視覚だけに頼らず手で触れることで、対話するように作品を楽しむ展覧会が、萩市で開かれています。
展覧会「さわるかたちみるかたち」は、触れることで作品と対話してもらおうと、東京芸術大学などが企画しました。東京芸大の学生による作品で、「原型」と、スキャナーで読み取りデジタル技術で色を付けた「完成品」の20組が展示されています。

東京芸術大学 美術学部 山崎宣由教授
「触れるというのが、目で見るよりも情報が多いのではと思っていて、こういうスタイルのほうが楽しいのではと思い、その方向にデレクションしているというのがあります」

学生のデザインをもとにした、萩焼作家による作品もあります。
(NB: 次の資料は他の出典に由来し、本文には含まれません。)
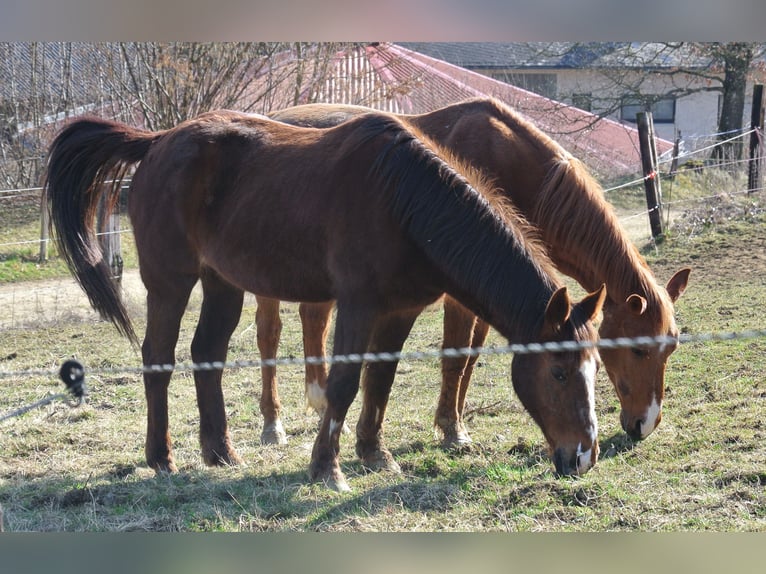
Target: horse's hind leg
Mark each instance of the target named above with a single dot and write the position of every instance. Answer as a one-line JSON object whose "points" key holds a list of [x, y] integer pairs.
{"points": [[268, 326], [166, 302], [459, 325], [378, 377], [221, 309]]}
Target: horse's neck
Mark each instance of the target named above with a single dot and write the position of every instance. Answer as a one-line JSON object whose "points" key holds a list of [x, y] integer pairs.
{"points": [[603, 257]]}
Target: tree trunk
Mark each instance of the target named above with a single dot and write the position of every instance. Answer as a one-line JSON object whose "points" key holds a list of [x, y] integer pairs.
{"points": [[737, 58]]}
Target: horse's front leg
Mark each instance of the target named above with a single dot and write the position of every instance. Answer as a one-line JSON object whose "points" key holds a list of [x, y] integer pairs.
{"points": [[315, 321], [389, 336], [221, 309], [459, 325], [352, 332], [268, 326]]}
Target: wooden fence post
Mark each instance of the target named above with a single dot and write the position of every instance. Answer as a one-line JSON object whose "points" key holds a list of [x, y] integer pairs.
{"points": [[43, 228], [754, 175], [651, 174]]}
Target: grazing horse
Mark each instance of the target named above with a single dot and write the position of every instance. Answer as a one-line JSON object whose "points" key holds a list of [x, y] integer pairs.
{"points": [[368, 214], [584, 239]]}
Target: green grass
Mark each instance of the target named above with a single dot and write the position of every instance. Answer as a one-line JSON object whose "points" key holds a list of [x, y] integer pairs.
{"points": [[83, 469]]}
見るだけではない鑑賞方法で、これまでとは違う萩焼の可能性も感じられます。
来場者
「ここはすべすべで、ここは硬くてざらざらで、立体的に自分の感覚、思っていたものと実際違ったものが、触ることによって得られる。それがすごくおもしろい」
作品をデータ化しているため、新たな商品開発などにもつながると期待されています。目の不自由な人と美しさを分かち合う、コミュニケーション方法の一つにもなっています。
企画に協力した視覚障害者「アイズ」三輪瞭CEO
「分からない、伝わらないと自分の中で思い込んでしまっている部分がある中で、今回の取り組みは、そこを取り払うきっかけになるのではと、そういう意味での可能性として」
展覧会は4月29日まで萩市の萩・明倫学舎で開かれています。